The million and a half of people who populate New Zealand have many worthy world's records to their credit, including the lowest infant mortality and the lowest death rate; but their national record of production for export is perhaps the most striking proof they have to offer of what can be done by a virile British stock planted in a country favourably dowered by Nature.

After less than a hundred years of occupation the statistics of the Dominion's primary production read like romance. The “farm population” constitutes one-fourth of the Dominion total, and of these the number of people engaged in farming is almost 140 thousand. This army of primary producers certainly have something to shew for their efforts. They occupy 43 million acres, run nearly four million cattle, keep half a million pigs, and nearly four million poultry, own over 30 million sheep and a quarter of a million horses. To help them in their work they keep over twenty thousand milking machines busy, morning and night, beating the lilt of the cowshed serenade, and, between-whiles, they drive four thousand agricultural tractors. The farmers of New Zealand crop 1 ¾ million acres, of which more than half is in turnips, oats and wheat, and they have planted 25 thousand acres of orchards. The average yield per acre is also something of a record—32 bushels of wheat, 40 of oats, 36 of barley, and 48 of maize. Developments in dairying have also been amazing. The average return of butterfat in 1930 was 218 lbs. per cow, or nearly 100 lbs. per cow more than at the beginning of this century.

From these resources and activities and aided by modern transport, including over 3000 miles of railways, productive New Zealand now exports annually about 3 ½ million hundredweight of butter and cheese (this being the second highest exporting country in the world for each of these products), over 200 million pounds of wool, eight million carcases of mutton and lamb, half a million hundredweight of beef, and thirty million feet of timber, besides substantial quantities of other products — animal, vegetable and mineral. In 1930 the export trade was valued at £45 millions, and the total value of Dominion production, both primary and secondary (excluding that from holdings of less than one acre, and home products), was almost £120 millions, or £80 per head of population.

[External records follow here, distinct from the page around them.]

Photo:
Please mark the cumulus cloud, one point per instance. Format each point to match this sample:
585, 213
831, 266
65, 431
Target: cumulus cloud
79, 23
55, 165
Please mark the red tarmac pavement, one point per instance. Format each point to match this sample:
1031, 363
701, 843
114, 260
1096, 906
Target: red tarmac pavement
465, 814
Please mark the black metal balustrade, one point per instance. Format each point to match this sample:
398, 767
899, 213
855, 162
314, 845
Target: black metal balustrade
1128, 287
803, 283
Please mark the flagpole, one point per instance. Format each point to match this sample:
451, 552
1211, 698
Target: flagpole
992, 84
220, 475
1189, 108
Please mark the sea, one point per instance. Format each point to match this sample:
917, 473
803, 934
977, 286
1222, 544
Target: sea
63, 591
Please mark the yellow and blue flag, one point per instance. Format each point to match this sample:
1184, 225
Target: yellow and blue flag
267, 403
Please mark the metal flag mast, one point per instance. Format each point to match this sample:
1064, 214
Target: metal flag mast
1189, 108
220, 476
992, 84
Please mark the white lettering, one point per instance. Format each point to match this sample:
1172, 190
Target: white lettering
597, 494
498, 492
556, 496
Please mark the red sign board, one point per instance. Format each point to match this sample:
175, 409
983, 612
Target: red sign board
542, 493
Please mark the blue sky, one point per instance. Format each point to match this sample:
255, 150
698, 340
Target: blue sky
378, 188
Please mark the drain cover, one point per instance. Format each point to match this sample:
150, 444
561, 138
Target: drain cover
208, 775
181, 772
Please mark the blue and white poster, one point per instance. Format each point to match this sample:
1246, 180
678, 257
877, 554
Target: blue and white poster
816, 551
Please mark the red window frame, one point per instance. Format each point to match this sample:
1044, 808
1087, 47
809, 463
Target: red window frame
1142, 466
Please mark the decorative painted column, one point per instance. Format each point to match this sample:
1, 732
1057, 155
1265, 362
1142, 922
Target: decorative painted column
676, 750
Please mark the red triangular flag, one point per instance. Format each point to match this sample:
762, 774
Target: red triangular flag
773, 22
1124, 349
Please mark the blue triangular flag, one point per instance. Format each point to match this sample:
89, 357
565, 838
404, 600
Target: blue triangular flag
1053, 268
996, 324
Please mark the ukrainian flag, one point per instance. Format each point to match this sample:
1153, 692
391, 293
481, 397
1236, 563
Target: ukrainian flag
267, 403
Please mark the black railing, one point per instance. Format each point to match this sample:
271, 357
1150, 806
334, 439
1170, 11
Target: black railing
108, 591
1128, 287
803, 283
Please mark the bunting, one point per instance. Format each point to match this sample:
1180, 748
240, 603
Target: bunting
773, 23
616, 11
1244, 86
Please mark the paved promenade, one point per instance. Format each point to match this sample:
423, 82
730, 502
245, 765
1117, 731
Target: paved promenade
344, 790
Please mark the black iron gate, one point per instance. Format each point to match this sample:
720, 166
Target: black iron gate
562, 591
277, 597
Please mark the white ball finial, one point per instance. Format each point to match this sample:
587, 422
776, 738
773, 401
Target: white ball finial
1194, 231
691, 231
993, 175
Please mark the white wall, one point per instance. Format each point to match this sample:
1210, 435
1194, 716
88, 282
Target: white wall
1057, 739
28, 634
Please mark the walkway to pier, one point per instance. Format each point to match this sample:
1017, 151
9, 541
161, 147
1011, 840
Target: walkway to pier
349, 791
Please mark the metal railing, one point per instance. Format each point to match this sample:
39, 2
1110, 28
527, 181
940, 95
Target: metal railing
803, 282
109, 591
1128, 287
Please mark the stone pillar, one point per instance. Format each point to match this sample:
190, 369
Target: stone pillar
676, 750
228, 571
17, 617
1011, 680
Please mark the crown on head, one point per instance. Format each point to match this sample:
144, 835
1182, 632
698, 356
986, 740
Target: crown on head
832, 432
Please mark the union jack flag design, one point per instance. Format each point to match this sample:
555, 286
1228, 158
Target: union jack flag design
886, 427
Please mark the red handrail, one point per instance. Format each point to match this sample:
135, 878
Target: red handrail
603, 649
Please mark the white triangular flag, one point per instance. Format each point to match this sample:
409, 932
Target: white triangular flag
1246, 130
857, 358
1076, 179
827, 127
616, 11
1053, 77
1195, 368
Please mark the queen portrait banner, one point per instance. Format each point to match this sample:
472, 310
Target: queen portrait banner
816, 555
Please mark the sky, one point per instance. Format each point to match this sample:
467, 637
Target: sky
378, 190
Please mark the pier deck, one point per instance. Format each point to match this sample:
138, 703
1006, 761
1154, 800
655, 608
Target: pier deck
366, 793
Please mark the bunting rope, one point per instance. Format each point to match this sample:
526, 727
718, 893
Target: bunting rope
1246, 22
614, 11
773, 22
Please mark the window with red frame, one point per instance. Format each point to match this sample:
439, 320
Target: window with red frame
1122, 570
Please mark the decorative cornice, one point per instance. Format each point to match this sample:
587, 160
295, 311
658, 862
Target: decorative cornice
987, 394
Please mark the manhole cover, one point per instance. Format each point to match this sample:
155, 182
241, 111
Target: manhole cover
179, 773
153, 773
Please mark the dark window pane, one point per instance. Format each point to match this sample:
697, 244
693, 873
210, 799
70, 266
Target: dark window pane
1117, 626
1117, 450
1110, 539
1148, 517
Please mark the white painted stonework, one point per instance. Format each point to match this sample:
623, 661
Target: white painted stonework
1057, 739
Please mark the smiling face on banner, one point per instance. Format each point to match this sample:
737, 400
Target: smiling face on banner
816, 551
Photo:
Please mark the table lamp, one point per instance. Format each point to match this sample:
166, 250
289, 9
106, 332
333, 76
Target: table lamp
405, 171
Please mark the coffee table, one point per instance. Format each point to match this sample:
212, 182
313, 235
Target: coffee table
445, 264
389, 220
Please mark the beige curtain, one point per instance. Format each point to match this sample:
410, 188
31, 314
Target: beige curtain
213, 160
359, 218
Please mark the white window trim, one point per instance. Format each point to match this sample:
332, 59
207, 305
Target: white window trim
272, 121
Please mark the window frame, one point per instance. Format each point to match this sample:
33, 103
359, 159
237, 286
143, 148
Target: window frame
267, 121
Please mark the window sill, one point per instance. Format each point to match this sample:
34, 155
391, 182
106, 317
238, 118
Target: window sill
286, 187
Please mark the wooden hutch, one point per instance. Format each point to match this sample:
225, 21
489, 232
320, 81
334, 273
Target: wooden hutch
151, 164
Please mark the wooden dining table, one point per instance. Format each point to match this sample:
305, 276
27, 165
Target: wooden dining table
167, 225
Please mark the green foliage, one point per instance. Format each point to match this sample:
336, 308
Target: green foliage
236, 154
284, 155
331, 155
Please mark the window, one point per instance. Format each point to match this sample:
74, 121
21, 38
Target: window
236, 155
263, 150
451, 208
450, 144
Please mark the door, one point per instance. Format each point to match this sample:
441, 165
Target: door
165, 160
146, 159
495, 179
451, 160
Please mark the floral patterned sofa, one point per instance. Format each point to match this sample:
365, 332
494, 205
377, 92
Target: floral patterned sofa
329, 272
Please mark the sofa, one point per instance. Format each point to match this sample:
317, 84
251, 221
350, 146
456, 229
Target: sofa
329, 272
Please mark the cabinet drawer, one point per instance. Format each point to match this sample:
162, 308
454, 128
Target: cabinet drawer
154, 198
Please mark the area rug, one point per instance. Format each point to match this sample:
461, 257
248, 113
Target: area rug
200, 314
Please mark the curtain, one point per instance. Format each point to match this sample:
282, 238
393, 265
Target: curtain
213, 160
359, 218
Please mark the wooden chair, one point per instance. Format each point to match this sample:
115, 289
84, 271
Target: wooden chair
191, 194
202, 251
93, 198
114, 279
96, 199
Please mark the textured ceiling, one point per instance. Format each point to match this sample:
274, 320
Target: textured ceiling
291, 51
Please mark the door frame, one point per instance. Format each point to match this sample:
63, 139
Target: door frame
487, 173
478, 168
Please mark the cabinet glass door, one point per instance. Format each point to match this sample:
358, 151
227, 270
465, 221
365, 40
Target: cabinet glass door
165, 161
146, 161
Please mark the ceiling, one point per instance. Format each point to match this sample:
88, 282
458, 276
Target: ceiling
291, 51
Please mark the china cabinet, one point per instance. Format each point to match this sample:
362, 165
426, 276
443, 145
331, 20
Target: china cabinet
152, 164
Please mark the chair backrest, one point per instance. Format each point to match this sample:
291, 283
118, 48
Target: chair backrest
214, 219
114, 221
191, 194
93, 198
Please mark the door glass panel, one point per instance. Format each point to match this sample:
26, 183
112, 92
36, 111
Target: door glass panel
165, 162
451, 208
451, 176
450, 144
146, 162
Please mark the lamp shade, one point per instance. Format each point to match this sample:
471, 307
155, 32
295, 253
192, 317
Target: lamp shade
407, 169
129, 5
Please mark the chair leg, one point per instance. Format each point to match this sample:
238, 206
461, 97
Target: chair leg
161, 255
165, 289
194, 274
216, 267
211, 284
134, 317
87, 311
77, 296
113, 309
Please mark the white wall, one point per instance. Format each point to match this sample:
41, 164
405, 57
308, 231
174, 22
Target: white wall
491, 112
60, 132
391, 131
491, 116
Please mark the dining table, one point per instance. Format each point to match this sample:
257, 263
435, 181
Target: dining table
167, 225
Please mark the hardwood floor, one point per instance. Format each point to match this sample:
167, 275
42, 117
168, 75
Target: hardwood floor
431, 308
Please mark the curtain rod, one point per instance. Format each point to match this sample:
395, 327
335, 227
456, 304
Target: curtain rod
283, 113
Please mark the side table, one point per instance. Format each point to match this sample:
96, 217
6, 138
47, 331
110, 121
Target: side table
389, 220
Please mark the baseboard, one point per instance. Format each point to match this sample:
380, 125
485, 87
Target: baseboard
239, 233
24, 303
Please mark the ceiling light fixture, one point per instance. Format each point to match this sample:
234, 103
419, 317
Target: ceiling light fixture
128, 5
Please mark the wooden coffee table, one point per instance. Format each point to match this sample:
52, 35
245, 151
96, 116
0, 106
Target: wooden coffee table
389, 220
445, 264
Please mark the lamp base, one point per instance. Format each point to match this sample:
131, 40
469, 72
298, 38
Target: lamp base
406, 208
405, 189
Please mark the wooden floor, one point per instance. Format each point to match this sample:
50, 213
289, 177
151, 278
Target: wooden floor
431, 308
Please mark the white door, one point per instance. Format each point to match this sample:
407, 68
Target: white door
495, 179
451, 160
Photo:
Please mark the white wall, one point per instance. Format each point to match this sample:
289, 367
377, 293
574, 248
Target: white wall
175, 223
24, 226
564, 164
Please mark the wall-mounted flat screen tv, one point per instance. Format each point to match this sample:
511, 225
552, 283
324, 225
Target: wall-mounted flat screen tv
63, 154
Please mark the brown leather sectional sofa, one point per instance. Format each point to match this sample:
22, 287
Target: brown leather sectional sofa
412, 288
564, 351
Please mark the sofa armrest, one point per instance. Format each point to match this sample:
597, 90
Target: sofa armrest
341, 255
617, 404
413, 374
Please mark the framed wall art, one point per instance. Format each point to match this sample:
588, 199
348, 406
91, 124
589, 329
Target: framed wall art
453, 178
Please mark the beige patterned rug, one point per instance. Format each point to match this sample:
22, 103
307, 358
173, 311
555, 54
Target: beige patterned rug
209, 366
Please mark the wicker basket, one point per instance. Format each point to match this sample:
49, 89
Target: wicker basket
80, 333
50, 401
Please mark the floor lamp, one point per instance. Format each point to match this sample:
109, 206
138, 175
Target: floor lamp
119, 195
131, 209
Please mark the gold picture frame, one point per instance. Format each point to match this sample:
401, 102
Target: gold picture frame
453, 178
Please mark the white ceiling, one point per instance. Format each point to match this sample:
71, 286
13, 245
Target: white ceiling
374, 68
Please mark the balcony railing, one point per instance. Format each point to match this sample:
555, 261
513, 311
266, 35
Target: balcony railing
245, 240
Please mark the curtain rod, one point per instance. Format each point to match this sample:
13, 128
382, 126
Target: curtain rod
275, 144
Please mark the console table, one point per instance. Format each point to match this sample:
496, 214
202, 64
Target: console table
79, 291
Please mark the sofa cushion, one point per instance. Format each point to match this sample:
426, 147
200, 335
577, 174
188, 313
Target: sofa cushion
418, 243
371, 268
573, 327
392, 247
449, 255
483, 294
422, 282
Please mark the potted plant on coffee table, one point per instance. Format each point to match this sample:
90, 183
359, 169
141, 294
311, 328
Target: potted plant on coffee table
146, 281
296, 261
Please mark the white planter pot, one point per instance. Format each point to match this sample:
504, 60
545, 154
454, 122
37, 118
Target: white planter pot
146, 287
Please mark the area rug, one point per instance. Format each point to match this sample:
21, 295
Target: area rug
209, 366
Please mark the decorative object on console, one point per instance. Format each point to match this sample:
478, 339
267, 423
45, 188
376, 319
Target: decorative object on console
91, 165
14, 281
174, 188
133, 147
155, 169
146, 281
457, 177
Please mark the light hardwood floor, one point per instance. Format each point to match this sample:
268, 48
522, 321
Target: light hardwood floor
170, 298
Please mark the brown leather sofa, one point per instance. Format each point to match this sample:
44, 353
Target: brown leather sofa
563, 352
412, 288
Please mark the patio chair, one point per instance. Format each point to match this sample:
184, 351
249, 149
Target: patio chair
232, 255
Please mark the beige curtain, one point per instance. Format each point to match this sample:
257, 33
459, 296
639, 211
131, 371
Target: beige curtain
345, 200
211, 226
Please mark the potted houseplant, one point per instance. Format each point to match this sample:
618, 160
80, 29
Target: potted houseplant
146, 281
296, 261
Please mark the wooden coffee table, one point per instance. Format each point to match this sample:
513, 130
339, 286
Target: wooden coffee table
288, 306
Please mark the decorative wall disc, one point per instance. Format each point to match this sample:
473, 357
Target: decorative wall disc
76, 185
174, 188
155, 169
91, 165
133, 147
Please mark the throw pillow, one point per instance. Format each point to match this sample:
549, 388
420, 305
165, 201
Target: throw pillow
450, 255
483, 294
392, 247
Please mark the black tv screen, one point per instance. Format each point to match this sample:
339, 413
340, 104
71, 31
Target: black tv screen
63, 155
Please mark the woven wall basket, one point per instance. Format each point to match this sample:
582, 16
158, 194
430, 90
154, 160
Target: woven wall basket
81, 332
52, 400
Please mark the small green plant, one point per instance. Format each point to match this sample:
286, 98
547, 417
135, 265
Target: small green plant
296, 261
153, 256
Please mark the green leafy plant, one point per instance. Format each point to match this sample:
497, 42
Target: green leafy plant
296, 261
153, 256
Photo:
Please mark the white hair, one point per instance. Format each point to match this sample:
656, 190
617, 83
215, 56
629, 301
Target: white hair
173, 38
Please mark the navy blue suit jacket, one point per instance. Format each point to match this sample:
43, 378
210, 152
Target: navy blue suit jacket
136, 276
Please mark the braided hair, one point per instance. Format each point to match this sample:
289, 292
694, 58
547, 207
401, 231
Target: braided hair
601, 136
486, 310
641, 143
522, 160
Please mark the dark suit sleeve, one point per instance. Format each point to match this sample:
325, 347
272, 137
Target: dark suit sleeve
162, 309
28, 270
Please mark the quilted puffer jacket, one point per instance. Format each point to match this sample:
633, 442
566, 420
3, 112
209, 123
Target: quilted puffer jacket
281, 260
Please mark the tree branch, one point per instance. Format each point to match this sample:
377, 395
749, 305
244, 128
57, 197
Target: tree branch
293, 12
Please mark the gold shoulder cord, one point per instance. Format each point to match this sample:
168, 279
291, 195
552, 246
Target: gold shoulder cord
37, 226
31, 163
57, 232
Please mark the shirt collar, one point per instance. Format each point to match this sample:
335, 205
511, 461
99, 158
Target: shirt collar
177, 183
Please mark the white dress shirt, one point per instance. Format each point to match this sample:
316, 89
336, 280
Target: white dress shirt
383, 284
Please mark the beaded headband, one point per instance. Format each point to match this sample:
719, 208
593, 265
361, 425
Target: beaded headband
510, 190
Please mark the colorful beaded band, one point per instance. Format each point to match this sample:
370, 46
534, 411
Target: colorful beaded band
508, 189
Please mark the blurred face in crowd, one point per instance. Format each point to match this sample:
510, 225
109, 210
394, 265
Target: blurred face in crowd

The whole of the foregoing records provides a picture of production of which any country might be proud, and justifies the sanguine faith of New Zealanders in the ultimate bright destiny of this sunny, smiling land. And the whole of this amazing page 6 production is carried on in a country where intensive cultivation, as it is understood in older lands, is as yet hardly known, where the evils of secondary industry have little chance to exist, and where the natural beauty of the country — helped as much as hindered by the manifold activities of its people—lures lovers of Nature from other countries with an irresistible beckoning.